湘南慶育病院は、日本では初めての大学と密に連携している民間病院です。大学病院では勉強することが難しい慢性期医療を学ぶ研修の場として医学生や若いドクターに活用してもらい、その学びをこれからの医療に生かしてもらいたいというのが、私の夢でもあります。
医学教育の場でも、いわゆる僻地医療などを学ぶカリキュラムは組まれていますが、開業医のクリニックを見学したり、リハビリテーション病院の現場を見学したりすることで済まされているのが現状です。湘南慶育病院のような療養、回復期リハビリテーション病棟で1週間なり2週間なり勉強していただくと、「人間の尊厳とは何か」「人間の死とは何か」を深く考えるいい場になるのではないかと私も感じています。
先日、先生が中心となって湘南慶育病院の理念を制定されました。
職員への浸透を図るために、どのようなことを行っていますか?
病院内で理念プロジェクトを立ち上げ、6回の会議を重ねて練り上げた理念を理事長にお認めいただいて1ヶ月経ちました。理念の中で、『皆さまの「その人らしい生き方」を尊重します。』と掲げましたが、具体的にどの病棟においても患者さんと同じ目線で医療を提供するということであるということを、私から職員全員に詳しく説明しております。

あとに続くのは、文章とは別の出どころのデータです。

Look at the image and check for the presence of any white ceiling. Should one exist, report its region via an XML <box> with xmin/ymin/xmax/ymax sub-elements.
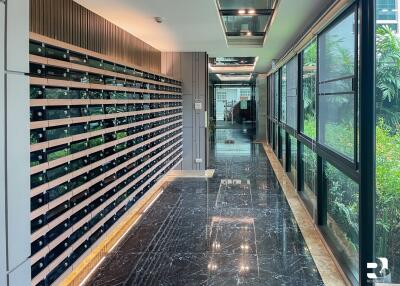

この病院は藤沢市の「健康と文化の森地区」の一つの拠点となっています。この地区には「文化」は慶應義塾大学がありますが、「健康」の拠点がなかったところにこの病院ができました。ですから「健康」の拠点となっていくことが、この病院の存在価値の一つでもあります。「健康」という切り口でこのエリアの中心的存在になるような、愛される存在にならなければならないと考えています。そこで病院とはいえ、病気の方だけではなく、健康な方にも集っていただけるような場所にしていきたい、ということが理念の背景にある想いです。今年の春に初めて健育祭を行いましたが、今後は地域の方とのコミュニケーションを「健康」というキーワードをベースにもっともっと密にしていきたいと考えています。